SPACEX COULD BECOME THE BIGGEST EXIT LIQUIDITY EVENT IN MARKET HISTORY.



And the data backs it.

Most of the biggest IPOs of the last 15 years eventually crashed hard after listing.

• Robinhood: -90%
• Rivian: -88%
• Lyft: -79%
• Uber: -68%
• Palantir: -53%
• Coinbase: -57%
• Snap: -56%
• Twitter: -58%
• Facebook: -54%

The median max drawdown across major IPOs was around -54% within 1 year.

And these were not small companies.

Most of them were industry leaders, heavily hyped by media, backed by top institutions, and considered “must own” stocks before listing.

Now look at SpaceX.

The company is reportedly targeting a valuation of around $1.75-$2 TRILLION.

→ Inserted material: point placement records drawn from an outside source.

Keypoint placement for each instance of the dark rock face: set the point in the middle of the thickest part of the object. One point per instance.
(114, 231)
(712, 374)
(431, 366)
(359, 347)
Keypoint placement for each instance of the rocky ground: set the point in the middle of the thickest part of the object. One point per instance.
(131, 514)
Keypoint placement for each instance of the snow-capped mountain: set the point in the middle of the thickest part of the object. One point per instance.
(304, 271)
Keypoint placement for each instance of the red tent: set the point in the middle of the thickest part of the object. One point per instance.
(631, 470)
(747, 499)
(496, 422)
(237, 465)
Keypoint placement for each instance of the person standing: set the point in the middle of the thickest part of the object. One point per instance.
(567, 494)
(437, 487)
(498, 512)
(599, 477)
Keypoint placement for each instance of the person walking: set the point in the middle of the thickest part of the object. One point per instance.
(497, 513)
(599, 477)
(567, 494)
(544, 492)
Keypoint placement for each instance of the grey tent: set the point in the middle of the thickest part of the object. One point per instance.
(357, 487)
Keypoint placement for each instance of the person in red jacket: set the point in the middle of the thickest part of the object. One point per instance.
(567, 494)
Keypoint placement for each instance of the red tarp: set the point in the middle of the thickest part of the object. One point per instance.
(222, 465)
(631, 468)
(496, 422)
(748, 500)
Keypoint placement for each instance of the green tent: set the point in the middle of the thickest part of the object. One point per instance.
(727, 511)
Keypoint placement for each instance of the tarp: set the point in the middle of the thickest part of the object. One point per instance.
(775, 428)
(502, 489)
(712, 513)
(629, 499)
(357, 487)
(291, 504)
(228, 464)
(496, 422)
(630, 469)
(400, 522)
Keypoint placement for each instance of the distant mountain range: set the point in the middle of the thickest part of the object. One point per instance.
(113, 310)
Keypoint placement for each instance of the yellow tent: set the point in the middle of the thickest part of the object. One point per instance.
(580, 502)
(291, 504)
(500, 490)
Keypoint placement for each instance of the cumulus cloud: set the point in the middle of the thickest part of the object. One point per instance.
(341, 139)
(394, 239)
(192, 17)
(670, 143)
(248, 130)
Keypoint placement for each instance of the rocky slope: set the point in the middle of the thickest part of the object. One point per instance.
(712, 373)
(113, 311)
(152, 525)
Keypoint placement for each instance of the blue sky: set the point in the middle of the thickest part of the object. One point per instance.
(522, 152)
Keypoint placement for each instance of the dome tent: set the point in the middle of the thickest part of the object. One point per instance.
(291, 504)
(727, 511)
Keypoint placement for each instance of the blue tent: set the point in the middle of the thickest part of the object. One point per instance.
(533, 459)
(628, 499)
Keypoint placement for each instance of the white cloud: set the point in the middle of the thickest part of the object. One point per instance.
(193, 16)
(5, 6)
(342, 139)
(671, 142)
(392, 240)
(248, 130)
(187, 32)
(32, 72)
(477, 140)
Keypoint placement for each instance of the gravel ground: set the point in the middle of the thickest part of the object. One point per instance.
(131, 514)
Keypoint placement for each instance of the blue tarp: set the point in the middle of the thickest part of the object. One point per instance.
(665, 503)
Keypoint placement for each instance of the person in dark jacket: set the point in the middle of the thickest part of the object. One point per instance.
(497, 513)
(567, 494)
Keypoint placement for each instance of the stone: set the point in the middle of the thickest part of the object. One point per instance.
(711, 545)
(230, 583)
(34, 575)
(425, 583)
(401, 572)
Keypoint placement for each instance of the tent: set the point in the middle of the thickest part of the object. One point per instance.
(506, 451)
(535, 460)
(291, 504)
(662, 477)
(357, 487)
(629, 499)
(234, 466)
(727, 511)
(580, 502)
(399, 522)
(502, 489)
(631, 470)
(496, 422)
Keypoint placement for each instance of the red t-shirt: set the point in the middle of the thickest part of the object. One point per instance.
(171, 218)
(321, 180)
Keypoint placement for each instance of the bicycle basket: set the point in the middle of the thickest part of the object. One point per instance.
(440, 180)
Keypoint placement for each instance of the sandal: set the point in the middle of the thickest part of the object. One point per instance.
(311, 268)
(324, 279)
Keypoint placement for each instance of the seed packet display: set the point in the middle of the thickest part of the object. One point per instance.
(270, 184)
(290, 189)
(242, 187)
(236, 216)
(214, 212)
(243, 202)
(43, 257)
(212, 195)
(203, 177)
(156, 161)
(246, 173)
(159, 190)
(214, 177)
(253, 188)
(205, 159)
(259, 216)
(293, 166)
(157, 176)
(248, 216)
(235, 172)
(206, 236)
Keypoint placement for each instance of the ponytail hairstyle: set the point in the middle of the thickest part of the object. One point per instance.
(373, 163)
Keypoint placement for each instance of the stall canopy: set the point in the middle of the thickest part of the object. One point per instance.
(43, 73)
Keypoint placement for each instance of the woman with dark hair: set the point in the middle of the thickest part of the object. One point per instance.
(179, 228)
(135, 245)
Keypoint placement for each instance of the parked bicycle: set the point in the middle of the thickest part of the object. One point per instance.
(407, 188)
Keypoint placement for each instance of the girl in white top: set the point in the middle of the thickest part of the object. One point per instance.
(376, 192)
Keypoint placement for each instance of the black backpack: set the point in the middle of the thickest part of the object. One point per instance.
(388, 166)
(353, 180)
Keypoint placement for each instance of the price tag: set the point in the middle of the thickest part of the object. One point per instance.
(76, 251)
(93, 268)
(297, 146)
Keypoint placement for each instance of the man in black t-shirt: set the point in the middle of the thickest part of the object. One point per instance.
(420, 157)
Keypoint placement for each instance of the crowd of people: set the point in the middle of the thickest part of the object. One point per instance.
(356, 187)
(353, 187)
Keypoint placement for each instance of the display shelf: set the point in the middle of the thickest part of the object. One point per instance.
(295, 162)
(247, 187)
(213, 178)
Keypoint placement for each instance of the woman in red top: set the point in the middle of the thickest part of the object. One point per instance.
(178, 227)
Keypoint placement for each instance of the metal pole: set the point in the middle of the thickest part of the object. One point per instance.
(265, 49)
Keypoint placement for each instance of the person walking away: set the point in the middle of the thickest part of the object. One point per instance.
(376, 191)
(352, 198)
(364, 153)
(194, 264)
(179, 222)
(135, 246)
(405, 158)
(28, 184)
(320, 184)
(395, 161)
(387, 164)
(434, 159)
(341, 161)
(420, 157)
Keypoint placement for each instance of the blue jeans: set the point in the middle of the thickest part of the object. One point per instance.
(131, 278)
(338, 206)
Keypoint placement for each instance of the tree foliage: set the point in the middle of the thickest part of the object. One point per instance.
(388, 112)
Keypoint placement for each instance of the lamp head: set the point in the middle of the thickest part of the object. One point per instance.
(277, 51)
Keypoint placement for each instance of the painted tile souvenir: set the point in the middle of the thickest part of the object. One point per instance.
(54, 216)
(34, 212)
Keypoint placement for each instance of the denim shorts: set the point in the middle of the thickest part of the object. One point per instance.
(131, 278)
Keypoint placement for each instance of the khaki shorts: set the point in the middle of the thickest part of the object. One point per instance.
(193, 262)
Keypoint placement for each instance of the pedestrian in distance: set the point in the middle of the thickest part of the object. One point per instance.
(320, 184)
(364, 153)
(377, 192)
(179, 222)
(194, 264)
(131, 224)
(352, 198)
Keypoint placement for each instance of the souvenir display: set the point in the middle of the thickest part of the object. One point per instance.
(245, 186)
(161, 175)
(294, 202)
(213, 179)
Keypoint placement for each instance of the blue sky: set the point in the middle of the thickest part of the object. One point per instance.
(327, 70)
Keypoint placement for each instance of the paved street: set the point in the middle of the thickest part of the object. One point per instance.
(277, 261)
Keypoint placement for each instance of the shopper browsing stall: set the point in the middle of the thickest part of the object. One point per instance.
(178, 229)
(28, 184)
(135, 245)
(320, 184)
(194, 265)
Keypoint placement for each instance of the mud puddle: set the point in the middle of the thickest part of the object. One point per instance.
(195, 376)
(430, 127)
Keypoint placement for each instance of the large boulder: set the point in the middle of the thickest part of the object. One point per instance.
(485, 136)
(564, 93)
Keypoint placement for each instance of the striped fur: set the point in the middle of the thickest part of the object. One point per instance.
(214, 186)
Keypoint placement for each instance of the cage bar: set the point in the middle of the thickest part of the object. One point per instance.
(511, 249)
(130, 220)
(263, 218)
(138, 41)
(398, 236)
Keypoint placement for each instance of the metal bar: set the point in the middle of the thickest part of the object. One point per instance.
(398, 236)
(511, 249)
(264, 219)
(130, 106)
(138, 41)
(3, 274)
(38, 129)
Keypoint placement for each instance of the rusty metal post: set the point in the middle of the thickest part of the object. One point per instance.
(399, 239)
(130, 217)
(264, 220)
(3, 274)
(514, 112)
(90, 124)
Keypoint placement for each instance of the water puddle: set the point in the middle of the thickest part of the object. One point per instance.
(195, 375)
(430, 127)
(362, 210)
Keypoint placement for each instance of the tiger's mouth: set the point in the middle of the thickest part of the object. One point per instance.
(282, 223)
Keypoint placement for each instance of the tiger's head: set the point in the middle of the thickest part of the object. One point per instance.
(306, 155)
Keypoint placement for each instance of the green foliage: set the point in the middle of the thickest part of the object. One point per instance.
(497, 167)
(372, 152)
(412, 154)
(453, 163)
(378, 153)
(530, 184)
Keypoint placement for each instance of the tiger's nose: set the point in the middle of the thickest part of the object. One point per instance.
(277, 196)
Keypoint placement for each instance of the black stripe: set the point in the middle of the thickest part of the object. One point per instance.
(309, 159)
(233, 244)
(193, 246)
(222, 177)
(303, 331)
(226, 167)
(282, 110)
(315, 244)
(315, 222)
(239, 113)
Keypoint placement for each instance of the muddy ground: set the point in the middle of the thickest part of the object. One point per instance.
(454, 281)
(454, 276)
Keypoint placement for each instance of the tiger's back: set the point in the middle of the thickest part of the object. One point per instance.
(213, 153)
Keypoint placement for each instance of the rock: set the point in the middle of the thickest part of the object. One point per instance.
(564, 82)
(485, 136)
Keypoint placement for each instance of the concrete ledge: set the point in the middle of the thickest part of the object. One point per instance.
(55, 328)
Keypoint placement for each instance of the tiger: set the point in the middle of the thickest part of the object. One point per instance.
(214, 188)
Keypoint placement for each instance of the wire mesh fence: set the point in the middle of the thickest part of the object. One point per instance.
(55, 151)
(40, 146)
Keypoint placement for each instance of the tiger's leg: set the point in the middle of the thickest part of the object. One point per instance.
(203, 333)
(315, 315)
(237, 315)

That would instantly make it one of the largest companies in the world.

At the same time:
• Retail demand is extremely high
• The IPO float may stay very small
• And early investors are sitting on massive gains from private rounds.

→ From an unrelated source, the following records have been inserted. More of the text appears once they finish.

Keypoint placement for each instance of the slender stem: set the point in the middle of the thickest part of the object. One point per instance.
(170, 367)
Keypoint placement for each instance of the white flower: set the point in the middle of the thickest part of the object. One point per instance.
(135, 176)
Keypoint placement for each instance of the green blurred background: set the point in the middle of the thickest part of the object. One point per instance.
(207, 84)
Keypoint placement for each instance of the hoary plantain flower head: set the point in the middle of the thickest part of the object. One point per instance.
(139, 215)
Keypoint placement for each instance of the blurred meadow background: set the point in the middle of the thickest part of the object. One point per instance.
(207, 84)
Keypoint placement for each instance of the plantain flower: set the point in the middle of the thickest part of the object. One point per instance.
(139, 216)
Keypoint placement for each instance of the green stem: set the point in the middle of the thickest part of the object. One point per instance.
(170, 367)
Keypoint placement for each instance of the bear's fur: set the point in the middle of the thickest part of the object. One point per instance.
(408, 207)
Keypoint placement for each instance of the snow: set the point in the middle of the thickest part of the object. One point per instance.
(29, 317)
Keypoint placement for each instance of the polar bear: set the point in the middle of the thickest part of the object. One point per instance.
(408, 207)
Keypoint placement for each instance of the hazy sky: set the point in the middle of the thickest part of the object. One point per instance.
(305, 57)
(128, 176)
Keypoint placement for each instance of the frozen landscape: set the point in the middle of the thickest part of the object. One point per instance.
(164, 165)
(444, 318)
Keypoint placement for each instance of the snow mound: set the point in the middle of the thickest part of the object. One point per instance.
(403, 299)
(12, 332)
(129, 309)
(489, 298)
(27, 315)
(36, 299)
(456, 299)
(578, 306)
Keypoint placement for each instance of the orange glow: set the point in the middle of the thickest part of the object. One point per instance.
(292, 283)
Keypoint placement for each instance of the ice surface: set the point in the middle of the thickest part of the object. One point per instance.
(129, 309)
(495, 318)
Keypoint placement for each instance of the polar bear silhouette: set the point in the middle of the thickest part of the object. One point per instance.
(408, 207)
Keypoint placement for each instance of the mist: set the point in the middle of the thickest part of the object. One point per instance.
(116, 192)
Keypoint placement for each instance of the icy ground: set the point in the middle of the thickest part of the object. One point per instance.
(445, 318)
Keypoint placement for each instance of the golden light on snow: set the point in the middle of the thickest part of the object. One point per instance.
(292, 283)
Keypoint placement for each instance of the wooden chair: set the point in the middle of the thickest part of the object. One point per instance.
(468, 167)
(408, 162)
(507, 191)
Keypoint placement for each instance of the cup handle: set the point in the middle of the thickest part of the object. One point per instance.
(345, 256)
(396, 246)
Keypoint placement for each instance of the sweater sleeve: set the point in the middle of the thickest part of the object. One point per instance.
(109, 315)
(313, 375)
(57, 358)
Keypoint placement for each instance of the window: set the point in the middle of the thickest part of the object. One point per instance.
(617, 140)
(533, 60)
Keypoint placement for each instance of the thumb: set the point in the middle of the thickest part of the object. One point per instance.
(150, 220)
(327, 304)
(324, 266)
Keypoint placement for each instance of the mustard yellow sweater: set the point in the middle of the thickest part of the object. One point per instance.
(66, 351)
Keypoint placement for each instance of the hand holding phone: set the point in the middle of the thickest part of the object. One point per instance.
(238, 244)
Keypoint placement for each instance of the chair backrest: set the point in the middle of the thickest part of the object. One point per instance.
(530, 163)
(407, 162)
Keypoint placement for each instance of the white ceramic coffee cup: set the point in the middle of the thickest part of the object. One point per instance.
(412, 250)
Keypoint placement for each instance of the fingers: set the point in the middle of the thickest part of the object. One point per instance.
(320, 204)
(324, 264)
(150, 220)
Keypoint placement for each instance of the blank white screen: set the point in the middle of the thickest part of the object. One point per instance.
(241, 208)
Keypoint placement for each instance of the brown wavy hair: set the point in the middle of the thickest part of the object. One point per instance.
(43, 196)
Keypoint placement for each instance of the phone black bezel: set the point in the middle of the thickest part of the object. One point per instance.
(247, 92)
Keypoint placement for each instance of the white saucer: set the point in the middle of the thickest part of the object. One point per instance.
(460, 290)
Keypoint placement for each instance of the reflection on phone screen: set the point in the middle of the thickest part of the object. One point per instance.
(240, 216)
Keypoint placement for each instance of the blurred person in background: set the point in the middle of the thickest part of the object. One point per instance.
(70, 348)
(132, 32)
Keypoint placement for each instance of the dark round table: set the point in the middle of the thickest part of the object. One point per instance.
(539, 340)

This is the exact setup where IPO prices can disconnect from fundamentals very quickly.

History shows retail investors usually enter during peak excitement while early investors slowly get liquidity after listing.

Facebook became a great business long term. Still, its stock max drawdown within a year was 54%.

Coinbase became one of the largest crypto companies in the world. Still, its stock max drawdown within a year was 57%.

A successful company does not always mean it'll go up only after IPO.

That is the part retail investors usually ignore during highly hyped listings and become the exit liquidity.